Sutphin George L, Olsen Brady A, Kennedy Brian K, Kaeberlein Matt
Department of Pathology and the Molecular and Cellular Biology Program, University of Washington, Seattle, WA, 98195-7470, USA,
Subcell Biochem. 2012;57:251-89. doi: 10.1007/978-94-007-2561-4_12.

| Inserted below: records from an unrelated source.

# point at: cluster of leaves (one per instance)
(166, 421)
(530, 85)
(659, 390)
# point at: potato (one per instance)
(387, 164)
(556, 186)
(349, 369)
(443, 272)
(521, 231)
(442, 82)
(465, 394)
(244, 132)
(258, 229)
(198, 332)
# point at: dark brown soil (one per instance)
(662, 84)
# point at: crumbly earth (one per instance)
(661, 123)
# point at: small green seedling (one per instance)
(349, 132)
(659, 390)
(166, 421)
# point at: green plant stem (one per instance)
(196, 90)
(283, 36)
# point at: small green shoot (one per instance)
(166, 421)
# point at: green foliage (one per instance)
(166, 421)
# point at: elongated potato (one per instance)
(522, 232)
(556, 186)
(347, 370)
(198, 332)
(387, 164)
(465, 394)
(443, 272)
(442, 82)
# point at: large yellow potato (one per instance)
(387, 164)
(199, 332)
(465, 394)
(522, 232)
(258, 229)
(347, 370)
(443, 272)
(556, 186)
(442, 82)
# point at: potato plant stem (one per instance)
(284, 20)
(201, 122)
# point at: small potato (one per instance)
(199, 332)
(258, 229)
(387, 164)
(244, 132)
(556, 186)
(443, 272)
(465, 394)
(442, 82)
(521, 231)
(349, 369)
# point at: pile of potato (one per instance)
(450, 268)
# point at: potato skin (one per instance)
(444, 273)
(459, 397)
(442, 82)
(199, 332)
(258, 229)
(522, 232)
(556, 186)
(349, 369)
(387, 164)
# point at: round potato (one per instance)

In the past several decades the budding yeast Saccharomyces cerevisiae has emerged as a prominent model for aging research. The creation of a single-gene deletion collection covering the majority of open reading frames in the yeast genome and advances in genomic technologies have opened yeast research to genome-scale screens for a variety of phenotypes. A number of screens have been performed looking for genes that modify secondary age-associated phenotypes such as stress resistance or growth rate. More recently, moderate-throughput methods for measuring replicative life span and high-throughput methods for measuring chronological life span have allowed for the first unbiased screens aimed at directly identifying genes involved in determining yeast longevity. In this chapter we discuss large-scale life span studies performed in yeast and their implications for research related to the basic biology of aging.
在过去几十年中,出芽酵母酿酒酵母已成为衰老研究的一个重要模型。覆盖酵母基因组中大多数开放阅读框的单基因缺失文库的创建以及基因组技术的进步,使酵母研究能够针对各种表型进行全基因组规模的筛选。已经进行了多项筛选,以寻找修饰与年龄相关的次要表型(如抗逆性或生长速率)的基因。最近,用于测量复制寿命的中等通量方法和用于测量时序寿命的高通量方法,使得首次能够进行旨在直接鉴定参与决定酵母寿命的基因的无偏筛选。在本章中,我们将讨论在酵母中进行的大规模寿命研究及其对衰老基础生物学相关研究的意义。